This Sunday we will be diving into scripture that has serious baggage—John 3. It is hard not to think about this passage without all the various associations—Born Again Christianity, Guys in rainbow wigs at football games waving Signs emblazoned John 3:16, or how much Belief has become central to Christian thought. How do you begin to compose a sermon on this passage without having to stop off and comment on all of that other stuff?
Well…let’s unpack a bit of that baggage here, so we don’t have to rehash it on Sunday too much. First of all, Belief. Let’s just start by saying that the Greek word that is translated belief, has very little to do with what we think of as belief. As we tend to talk about it, belief means a rational ascent to a set of doctrinal propositions. In other words, our faith is boiled down to whether or not we think that Jesus is God’s son is factually accurate. I don’t know about you, but I hear that and I just roll my eyes. There is so much baggage from the enlightenment and the broken relationship between science and faith, and frankly, just bad preaching that is hanging around that proposition. The Greek word that is so poorly translated as belief is pistuo , and it really doesn’t have anything to do with rational ascent, scientific facts, or doctrine. Pistuo is a relational word and has more to do with the way we talk about belief when we say we believe in our kid, or our spouse, or our hero. It is supportive trust that improves our lives and the lives of those we care for. As a matter of fact, the word belief in English came from the old German word belieben which meant beloved. So when we start talking about belief, get doctrine or facts out of your head. That points at the very problem that Jesus is addressing with Nicodemus in this passage. Jesus is trying to point at a different way of living, at a deeper more meaningful life, at rich relationships and ultimately at love. However, Nicodemus, much like many modern Christians, is more concerned with getting his facts straight about how this born anew stuff actually works. Nicodemus is chasing a litmus test for who gets in and who doesn’t. Isn’t it ironic that we have turned this passage, Jesus’ very teaching about living more deeply and richly into a litmus test for who gets judged and who doesn’t?
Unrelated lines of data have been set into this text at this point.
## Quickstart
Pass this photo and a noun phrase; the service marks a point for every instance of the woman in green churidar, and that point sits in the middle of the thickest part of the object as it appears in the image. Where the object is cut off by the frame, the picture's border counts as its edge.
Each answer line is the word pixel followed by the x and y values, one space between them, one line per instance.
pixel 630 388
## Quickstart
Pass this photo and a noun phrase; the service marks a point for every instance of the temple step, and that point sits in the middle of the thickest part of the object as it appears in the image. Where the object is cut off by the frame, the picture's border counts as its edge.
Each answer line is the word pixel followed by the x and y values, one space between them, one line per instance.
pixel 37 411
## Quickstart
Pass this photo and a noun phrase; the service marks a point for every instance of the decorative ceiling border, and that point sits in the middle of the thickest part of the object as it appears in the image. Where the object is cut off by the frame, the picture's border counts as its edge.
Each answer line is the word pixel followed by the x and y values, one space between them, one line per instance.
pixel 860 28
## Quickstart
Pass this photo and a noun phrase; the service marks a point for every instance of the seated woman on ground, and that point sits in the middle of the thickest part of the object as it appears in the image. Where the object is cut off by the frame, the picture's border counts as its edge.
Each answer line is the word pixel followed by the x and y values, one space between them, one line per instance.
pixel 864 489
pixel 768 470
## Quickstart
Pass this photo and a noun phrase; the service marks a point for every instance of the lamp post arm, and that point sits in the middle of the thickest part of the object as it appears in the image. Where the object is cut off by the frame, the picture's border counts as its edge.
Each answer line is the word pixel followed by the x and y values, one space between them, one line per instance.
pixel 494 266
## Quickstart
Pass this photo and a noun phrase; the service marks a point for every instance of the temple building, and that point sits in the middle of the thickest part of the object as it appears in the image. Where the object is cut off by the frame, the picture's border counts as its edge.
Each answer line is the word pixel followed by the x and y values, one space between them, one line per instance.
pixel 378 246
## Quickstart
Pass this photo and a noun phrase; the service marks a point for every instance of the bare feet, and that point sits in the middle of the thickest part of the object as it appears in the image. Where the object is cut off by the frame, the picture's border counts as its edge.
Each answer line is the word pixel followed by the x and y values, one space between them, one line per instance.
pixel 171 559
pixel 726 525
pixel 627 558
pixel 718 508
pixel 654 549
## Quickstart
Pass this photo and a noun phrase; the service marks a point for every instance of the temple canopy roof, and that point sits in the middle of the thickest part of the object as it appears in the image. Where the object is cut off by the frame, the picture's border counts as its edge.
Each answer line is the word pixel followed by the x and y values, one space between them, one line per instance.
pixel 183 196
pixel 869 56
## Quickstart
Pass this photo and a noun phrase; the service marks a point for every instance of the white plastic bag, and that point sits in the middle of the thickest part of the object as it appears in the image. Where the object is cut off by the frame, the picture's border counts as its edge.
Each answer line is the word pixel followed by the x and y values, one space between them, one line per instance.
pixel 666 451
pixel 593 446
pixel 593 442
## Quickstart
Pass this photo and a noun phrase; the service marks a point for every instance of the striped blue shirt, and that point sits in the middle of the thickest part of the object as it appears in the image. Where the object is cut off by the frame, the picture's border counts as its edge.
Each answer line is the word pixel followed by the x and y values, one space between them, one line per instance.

This passage may be the very definition of how we use scripture to do violence. It is about the love of God for all of creation, and yet, we use it to set up fences around ourselves, so that we are the beloved and everyone else is not. We are the enlightened, the “Born Again,” and everyone else is not. Wow, we just don’t get it do we. Last week, we spoke of Christ understanding human nature in John 2, and now we are reminded of just how broken that human nature can be—using the love of God to determine the in crowd.
Instead of using this as a test for who is in and who is out, who is judged and who is saved, we ought to head the warning that is fairly obvious in this passage. Nicodemus is a religious leader in Israel. Nicodemus is the very definition of the “in crowd.” Nicodemus is us. Nicodemus is the one that would be holding up that John 3:16 sign to point to himself as saved, with the implied threat that you other heathens better get in line. Nicodemus stands in for every one of us pew sitters out there. This story isn’t about those “other” people who are going to be judged. This story is a reminder that the moment we think that we have it, that we are the enlightened or “Born again,” that we have punched our ticket to salvation, that we better be prepared to walk away befuddled, just as Nicodemus does. This story is not about “getting it.” This story is not about being chosen, or right, or saved. This story is about God’s love for everyone—no exceptions. In fact, if we understand the Greek word pistuo more accurately as a way of life, and not simply a litmus test for who is in, it would be us Nicodemus’ who would end up on that list of the “judged.” It is striking that this passage about the religious insider is put back-to-back with the religious outsider—the Samaritan woman at the well. The religious insider doesn’t get it and walks away confounded, the outsider gets it and changes her life.
Now all of this probably comes off a bit harsh, but here is the lesson for us. God’s grace is for everyone. EVERYONE! Which means the way that we treat everyone matters because everyone is the object of God’s love. It means there are no insiders or outsiders. It means that all of those categories that we have constructed for ourselves are irrelevant. It means that our calling is to serve ALL people, not just the ones we like, or the ones who go to our church, or the ones who were born in this country, or the ones who live like we do, or the ones who are of the same faith as us, or the ones who voted the way that we did, or any other category. I know that you here this from me all the time, but this seems to be the hardest lesson for any of us to learn. It needs repeating on a regular basis.
I hope you take this to heart this week and find a way to broaden your own categories. I hope that you can find a means of living pistuo instead of just believing. On Sunday, we will take on more of the baggage by talking about the cross, and what it means for us. See you then!